Соответственно этому феноменология движения культуры, тип развития сферы культуры совершенно отличен от типа развития цивилизации. В процессе цивилизации, как мы видели, существует правда, надломленное и зависящее от исторических случайностей, но все-таки проходящее определенные ступени «развитие», идущий через всю человеческую историю единый процесс прояснения, который ведет к определенной цели, к общему прояснению предсуществующего. Напротив, в сфере культуры мы видим происходящие, как будто необъяснимым образом подобные протуберанцам, взрывы продуктивности в разных местах, внезапно создающие нечто великое, совершенно новое, неповторимое и исключительное, ни с чем не сравнимое и по своей сущности ни с чем необходимо не связанное «творение». А если мы стремимся заметить и установить какие-либо закономерности и связи, то обнаруживаем не «ступени развития», а замкнутые периоды продуктивности и непродуктивности, упадка и стагнации, внезапно происходящие повороты, противоположные «течения времени», борющиеся друг с другом, не стадии, а формы выражения новых душевных ситуаций, волнующееся море, то бурное, то тихое, приводимое в движение тем или иным «душевным» ветром, которое никогда не «течет», не стремится к какой-либо цели. В той мере, в какой мы можем констатировать «развитие», оно относится только к техническим средствам выражения культуры и к их усовершенствованию, к каким-либо образом связанной последовательности натуралистического, классического, романтического или барочного типа выражения в различные, замкнутые периоды продуктивности, к как-то обусловленной смене более эмоциональных или более рациональных форм выражения создаваемого в области культуры, в религии и художественных произведениях и т. д.; к замене мифической формы выражения немифической при старении различных исторических тел и т. п. — короче говоря, развитие относится не к содержанию, а в сущности к поверхностным течениям, которые происходят в культуре каждого исторического тела независимо от других, как в ином самостоятельном мире.

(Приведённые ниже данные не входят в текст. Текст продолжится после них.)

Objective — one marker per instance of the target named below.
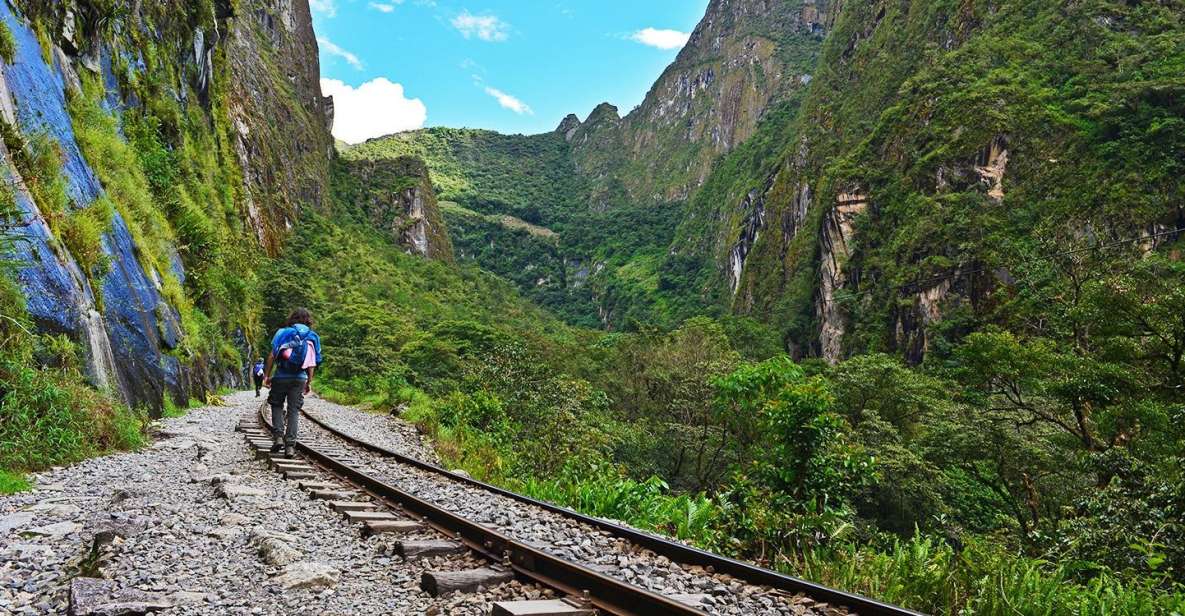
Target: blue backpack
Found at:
(292, 350)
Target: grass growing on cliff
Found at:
(13, 482)
(49, 415)
(7, 44)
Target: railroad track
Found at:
(597, 565)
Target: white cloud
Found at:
(486, 27)
(663, 39)
(326, 7)
(332, 49)
(385, 7)
(373, 109)
(510, 102)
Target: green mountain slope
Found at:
(593, 267)
(943, 147)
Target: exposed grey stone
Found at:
(236, 491)
(56, 530)
(307, 575)
(102, 597)
(15, 520)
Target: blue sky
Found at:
(508, 65)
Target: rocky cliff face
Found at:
(742, 58)
(130, 212)
(937, 143)
(280, 119)
(397, 196)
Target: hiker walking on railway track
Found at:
(257, 374)
(295, 354)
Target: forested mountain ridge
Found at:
(148, 177)
(940, 151)
(742, 58)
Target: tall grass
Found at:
(13, 482)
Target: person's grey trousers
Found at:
(286, 425)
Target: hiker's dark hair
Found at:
(300, 315)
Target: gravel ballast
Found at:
(553, 532)
(180, 525)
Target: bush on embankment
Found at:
(49, 414)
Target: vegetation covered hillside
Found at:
(520, 209)
(138, 206)
(950, 376)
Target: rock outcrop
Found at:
(397, 196)
(244, 69)
(744, 57)
(280, 117)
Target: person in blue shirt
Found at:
(257, 376)
(295, 354)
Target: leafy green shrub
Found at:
(13, 482)
(82, 232)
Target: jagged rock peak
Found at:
(569, 126)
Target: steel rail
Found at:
(602, 591)
(676, 551)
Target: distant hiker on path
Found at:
(257, 374)
(295, 354)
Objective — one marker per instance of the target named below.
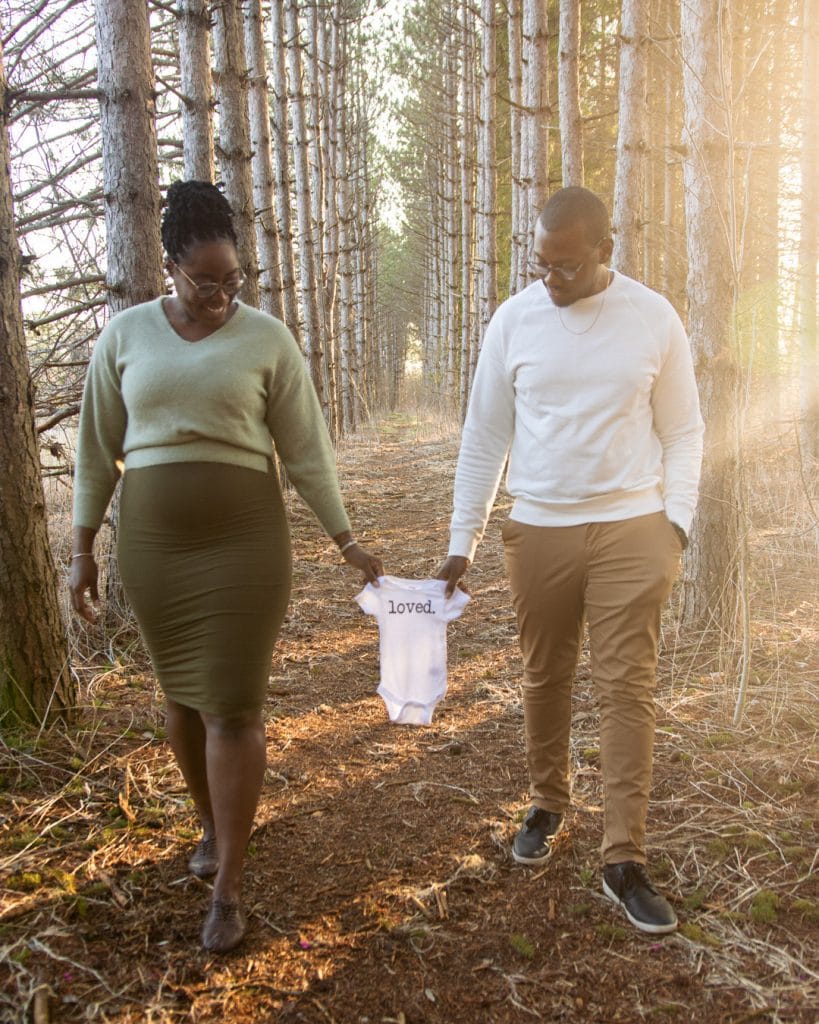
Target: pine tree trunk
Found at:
(467, 202)
(536, 101)
(35, 679)
(487, 167)
(710, 581)
(569, 93)
(345, 258)
(630, 177)
(279, 120)
(312, 78)
(130, 184)
(518, 233)
(449, 167)
(809, 377)
(197, 89)
(230, 78)
(261, 162)
(307, 267)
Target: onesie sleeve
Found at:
(369, 601)
(454, 606)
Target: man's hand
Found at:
(451, 569)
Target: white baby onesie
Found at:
(412, 617)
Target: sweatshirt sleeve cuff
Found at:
(463, 544)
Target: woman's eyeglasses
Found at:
(209, 289)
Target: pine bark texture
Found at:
(630, 173)
(261, 162)
(35, 681)
(487, 167)
(130, 170)
(230, 79)
(709, 594)
(197, 90)
(279, 120)
(569, 93)
(537, 107)
(517, 256)
(469, 341)
(131, 194)
(809, 377)
(307, 263)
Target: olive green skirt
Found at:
(205, 558)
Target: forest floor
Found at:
(380, 885)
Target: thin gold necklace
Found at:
(586, 330)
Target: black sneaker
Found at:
(629, 885)
(532, 844)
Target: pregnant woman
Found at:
(191, 392)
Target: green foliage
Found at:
(611, 933)
(522, 946)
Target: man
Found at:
(586, 382)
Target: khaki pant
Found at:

В движении культуры различных исторических тел нам предстает действительно образование совершенно различных «миров», которые возникают и погибают вместе с этими историческими телами: они неповторимы и исключительны, совершенно отличны по своей сущности от построения единого космоса, создаваемого процессом цивилизации.

Если для предметов процесса цивилизации и космоса цивилизации с их общезначимостью и необходимостью можно использовать «интеллектуальные» понятия и представления, понятия современного естествознания, и посредством такого их применения создать для нашего сознания образ этого процесса и его результатов, то к предметам движения культуры и к различным культурным мирам в их исключительности и неповторимости можно подходить только с помощью «исторического» образования понятий, с понятиями и представлениями «неповторимой сущности». А в социологическом рассмотрении культурных миров и движения культуры речь может поэтому идти только о разработке типизации, т. е. о сравнении и разработке повторяющейся феноменологии, о ее поверхностном явлении и о попытке поставить эту феноменологию и ее неповторимые свойства в какую-либо постигаемую связь с общим процессом цивилизации всего человечества и с общественным процессом различных исторических тел. Показать это более конкретно является задачей социологии культуры. Теперь мы можем подробнее рассмотреть внутреннюю сущность «культуры», в отличие от «цивилизации», динамическое их отношение друг к другу и их отношение к общественному процессу, следовательно, подлинный принципиальный вопрос социологии культуры.